Good practice tips

Efficient and clean coding practices are fundamental for effective data analysis and collaboration. This section offers a set of good practice tips tailored for scripting in R.1 These guidelines are designed to improve the readability, shareability, and functionality of your code.

Tips for effective R scripting

Structuring the scripts

  • Use commented lines of - to help break up the script into readable sections.

  • Load all required packages, then all required files. Only load the packages that are necessary for your script.

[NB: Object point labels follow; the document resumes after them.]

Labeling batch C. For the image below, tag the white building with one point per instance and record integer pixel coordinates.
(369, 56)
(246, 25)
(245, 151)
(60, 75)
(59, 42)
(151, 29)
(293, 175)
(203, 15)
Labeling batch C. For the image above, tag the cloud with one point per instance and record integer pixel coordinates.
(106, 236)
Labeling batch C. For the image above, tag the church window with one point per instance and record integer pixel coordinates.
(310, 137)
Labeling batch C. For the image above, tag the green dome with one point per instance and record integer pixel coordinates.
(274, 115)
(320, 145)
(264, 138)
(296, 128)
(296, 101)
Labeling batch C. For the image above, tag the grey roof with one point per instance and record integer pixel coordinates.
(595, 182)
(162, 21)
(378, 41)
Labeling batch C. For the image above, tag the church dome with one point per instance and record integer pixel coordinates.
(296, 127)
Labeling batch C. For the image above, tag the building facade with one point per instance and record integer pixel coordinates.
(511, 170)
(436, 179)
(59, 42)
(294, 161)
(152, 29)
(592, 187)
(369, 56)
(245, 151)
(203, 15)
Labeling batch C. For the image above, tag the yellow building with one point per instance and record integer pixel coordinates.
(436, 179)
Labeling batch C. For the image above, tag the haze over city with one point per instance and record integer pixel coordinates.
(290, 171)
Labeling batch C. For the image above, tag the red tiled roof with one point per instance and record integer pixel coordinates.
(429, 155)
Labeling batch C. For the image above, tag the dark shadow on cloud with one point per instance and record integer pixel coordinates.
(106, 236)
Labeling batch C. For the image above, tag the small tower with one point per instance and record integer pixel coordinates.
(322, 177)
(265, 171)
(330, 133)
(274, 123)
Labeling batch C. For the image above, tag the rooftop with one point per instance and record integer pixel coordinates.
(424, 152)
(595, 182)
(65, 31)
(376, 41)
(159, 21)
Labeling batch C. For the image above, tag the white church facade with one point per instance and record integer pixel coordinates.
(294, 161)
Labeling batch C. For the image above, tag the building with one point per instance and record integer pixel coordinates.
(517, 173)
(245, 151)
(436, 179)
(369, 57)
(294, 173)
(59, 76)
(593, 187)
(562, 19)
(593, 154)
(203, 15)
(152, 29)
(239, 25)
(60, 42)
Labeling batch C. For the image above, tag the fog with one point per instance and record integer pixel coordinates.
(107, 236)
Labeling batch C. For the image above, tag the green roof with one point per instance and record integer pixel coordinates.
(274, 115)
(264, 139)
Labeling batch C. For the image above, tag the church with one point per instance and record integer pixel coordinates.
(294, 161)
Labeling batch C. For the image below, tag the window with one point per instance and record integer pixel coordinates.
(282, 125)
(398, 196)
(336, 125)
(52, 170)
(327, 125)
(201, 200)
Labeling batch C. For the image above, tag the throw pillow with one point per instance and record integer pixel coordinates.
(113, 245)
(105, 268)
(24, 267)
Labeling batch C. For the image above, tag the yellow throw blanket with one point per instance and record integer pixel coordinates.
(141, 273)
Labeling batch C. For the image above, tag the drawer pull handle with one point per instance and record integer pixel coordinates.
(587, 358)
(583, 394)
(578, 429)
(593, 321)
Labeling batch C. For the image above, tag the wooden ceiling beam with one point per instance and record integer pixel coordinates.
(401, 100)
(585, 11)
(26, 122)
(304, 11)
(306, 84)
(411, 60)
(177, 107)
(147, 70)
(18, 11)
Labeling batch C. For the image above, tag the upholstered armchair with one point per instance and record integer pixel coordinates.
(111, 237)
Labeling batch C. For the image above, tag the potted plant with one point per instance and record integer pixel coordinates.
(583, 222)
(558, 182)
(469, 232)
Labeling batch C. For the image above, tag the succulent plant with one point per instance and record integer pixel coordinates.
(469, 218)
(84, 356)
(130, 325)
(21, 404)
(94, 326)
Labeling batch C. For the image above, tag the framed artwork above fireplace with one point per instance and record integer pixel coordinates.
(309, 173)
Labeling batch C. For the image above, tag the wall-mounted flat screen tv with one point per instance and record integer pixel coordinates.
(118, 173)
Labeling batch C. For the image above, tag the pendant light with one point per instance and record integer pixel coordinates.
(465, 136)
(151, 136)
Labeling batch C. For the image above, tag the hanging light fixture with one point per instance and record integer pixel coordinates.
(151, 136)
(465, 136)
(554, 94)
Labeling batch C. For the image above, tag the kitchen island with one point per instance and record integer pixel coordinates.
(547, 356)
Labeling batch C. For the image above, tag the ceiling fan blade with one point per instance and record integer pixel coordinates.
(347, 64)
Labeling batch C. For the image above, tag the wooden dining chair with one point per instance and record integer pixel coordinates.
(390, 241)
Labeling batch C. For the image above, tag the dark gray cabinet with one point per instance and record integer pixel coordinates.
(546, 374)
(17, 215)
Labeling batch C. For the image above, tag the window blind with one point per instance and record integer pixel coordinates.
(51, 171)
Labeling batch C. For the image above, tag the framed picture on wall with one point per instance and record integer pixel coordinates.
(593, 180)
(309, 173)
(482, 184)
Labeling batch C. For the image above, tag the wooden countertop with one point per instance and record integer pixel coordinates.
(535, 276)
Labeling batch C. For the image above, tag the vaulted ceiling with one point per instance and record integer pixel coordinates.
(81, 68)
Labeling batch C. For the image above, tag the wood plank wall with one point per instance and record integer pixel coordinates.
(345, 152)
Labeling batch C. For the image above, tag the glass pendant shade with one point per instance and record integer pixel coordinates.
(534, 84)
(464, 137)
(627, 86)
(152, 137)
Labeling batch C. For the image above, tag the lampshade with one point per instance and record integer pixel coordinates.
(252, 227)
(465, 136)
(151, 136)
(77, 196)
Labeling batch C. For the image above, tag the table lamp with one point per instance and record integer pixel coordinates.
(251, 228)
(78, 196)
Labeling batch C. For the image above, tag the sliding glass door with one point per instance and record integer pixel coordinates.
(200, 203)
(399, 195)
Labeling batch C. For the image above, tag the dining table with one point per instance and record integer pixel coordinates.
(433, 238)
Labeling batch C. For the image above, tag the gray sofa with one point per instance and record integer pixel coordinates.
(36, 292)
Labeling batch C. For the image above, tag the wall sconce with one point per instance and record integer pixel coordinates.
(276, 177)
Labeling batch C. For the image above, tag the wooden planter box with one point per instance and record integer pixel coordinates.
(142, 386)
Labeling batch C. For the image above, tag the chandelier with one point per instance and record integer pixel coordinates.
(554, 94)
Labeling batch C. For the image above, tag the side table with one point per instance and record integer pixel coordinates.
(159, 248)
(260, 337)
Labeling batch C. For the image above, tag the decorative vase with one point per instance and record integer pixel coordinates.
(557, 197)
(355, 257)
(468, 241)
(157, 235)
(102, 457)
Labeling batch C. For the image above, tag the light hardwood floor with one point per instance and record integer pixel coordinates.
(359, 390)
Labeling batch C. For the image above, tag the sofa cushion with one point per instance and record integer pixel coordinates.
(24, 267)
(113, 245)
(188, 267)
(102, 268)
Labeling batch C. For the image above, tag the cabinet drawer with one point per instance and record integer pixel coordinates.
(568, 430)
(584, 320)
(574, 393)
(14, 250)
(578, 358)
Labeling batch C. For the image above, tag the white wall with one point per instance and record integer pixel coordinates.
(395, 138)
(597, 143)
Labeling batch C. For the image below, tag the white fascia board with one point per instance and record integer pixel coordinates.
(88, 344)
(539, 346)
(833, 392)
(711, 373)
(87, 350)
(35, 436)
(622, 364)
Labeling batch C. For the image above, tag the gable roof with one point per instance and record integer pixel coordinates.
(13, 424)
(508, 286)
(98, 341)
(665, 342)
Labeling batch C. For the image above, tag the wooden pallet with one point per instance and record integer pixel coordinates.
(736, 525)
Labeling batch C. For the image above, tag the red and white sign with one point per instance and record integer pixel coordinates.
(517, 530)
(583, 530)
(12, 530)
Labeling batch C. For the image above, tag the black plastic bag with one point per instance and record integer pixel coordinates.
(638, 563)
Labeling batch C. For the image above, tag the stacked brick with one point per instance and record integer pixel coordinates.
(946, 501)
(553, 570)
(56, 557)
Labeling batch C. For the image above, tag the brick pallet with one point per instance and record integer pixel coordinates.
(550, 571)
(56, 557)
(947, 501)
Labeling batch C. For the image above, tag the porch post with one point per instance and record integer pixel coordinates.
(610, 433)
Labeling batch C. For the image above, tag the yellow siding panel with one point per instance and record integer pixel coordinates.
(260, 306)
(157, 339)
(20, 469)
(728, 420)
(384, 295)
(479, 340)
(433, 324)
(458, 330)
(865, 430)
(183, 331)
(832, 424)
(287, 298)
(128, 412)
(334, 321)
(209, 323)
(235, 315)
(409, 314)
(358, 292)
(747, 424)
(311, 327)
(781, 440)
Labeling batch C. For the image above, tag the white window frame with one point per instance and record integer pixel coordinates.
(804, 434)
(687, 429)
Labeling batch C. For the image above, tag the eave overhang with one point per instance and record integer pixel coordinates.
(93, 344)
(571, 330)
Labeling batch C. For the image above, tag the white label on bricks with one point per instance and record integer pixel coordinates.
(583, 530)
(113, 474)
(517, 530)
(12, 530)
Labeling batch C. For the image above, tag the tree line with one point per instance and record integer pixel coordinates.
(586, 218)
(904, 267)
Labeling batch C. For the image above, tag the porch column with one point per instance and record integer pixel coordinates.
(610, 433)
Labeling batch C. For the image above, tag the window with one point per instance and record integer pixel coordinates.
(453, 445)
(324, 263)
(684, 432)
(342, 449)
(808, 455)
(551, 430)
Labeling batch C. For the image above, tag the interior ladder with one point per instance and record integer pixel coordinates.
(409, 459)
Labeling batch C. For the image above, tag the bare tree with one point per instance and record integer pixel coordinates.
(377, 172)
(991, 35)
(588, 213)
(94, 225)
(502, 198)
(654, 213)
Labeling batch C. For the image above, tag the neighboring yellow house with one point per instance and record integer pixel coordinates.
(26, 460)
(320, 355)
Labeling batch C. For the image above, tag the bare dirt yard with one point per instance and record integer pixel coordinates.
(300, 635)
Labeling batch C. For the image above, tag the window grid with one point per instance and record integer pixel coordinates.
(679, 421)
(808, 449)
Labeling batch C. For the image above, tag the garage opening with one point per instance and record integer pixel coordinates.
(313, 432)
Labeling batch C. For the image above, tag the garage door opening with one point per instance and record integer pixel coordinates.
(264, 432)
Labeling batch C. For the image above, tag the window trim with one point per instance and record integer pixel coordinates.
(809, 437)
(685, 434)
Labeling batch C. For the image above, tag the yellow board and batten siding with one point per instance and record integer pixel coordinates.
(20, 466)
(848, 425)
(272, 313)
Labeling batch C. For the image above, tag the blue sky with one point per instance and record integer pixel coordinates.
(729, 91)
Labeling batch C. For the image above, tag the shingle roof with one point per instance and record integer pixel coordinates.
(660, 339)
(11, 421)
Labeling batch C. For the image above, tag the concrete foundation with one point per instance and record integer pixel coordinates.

# Loading libraries and data --------------------------------------------------

# Load libraries (install if needed)

library(tidyverse) 

# Load data 

df <- read.csv("example_data_vis.csv")

# Tidying the data ------------------------------------------------------------

# Filter by year
df <- df %>% 
  filter(enrollment_year == 2020)

# Separating a full name into first and last name
df_separated <- df %>% separate(col = FullName, 
                                into = c("FirstName", "LastName"), 
                                sep = " ")
  • Include a line on who wrote the script, and a line or two on what its purpose is.
# Open University Learner Analytics Data (OULAD) ------------------------------

# 1. OULAD loading and cleaning -----------------------------------------------

# Introduction ----------------------------------------------------------------

# Ongoing document written by LA with support from RJS.
# Analyses the Open University Learner Analytics Dataset.
# Info on this open dataset and the data can be found here:
# https://analyse.kmi.open.ac.uk/open_dataset
  • If the script is unwieldy, consider breaking the code up into separate files. As a rule of thumb, a file shouldn’t be longer than 2000 lines.

Coding practices

  • Where possible, use the tidyverse rather than Base R. The tidyverse has friendly syntax and is often easier to read than Base R.2
  • Comment liberally, explaining what your code is doing and why.
# Creating binary deprivation measure
# Where bottom three deciles are coded as deprived
student_info <- student_info %>%
  mutate(deprivation_status = case_when(
    is.na(imd_decile) ~ NA_character_,
    imd_decile %in% 1:3 ~ "Deprived", 
    imd_decile %in% 4:10 ~ "Not deprived", 
    TRUE ~ "ERROR"
  ))
  
# student_info has more than one row for many students, who are taking more than one module
# So we can keep unique id_student to perform a lookup 
student_info_unique <- student_info %>%
  distinct(id_student, .keep_all = TRUE)
  • Try to keep the code to 80 characters or less per line for readability.

  • Use <- not = for assignment.3

  • Try not to repeat yourself - if you’re repeating the same code many times, consider using a loop or function, which will save time and decrease the likelihood of making a mistake.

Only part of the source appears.